Emirates settles for €5m second best at Bayern as Deutsche Telekom take €65m shirt position

August 1 – Emirates has had to swallow its pride with German giants, Bayern Munich, settling for a platinum partnership worth €5 million annually after losing out on the main prize, the front-of-shirt deal that went to Deutsche Telekom instead. 

Deutsche Telekom’s renewal is reportedly worth around €65 million per season – 13 times what Emirates will pay for their seven-year deal. That’s the difference between being the headline act and being part of the supporting cast.

Front-of-shirt sponsorship carries far more weight than any other commercial partnership. It’s the logo that appears in every photograph, every goal celebration, every trophy lift. For a brand like Emirates which has built its football strategy almost exclusively around high-profile shirt deals and stadium naming rights this represents a notable departure from their usual playbook.
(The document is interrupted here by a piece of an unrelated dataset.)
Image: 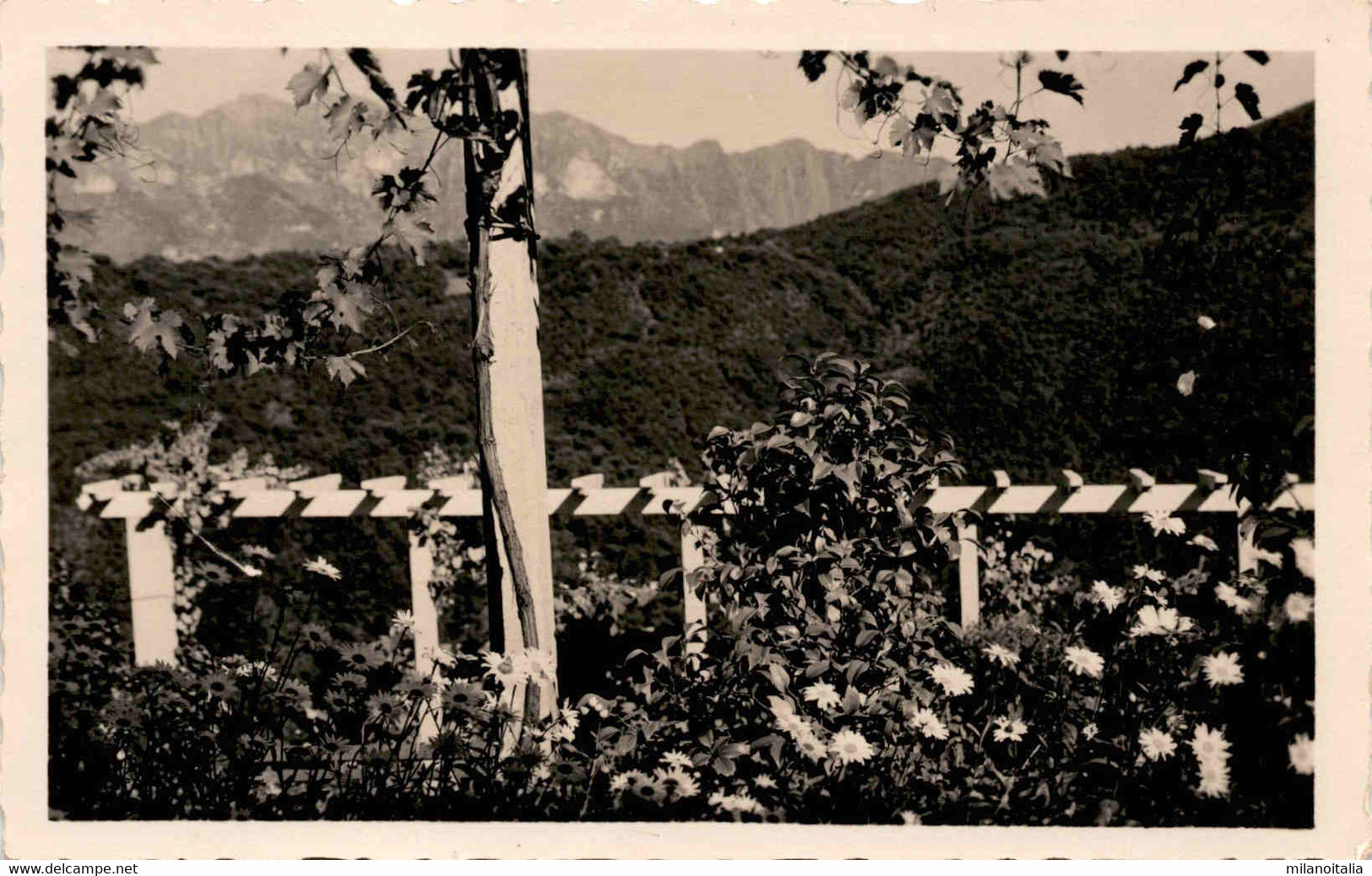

The airline sponsors the shirts of heavyweights such as Real Madrid and Arsenal, plus owns the naming rights to Arsenal’s stadium. Bayern was supposed to be another jewel in that crown.

Yet Emirates’ decision to take a lower-tier deal suggests they still see value in associating with Bayern, even without the prime real estate. The Bavarian’s remain one of Europe’s most successful clubs, with a global fanbase that stretches far beyond Germany’s borders.

The timing is telling too. Bayern’s previous airline partnership with Qatar Airways ended in 2023 amid fan pressure over human rights concerns. Emirates, despite being based in the same region, appears to have avoided similar scrutiny.

Emirates will spin this as strategic diversification, moving beyond their traditional shirt-and-stadium model. The reality is probably simpler – they wanted Bayern’s shirt, couldn’t match Deutsche Telekom’s offer, but didn’t want to walk away empty-handed.

Whether that makes business sense depends on how you measure success. If it’s pure visibility per euro spent, Emirates has probably overpaid. If it’s about maintaining relationships with Europe’s elite clubs and keeping competitors out, then €5 million annually might be money well spent.

The bigger picture here is Deutsche Telekom’s commitment with a reported 30% increase shows just how valuable these partnerships have become. For Emirates, missing out on that level of exposure is undoubtedly disappointing, even if they’ll never admit it publicly.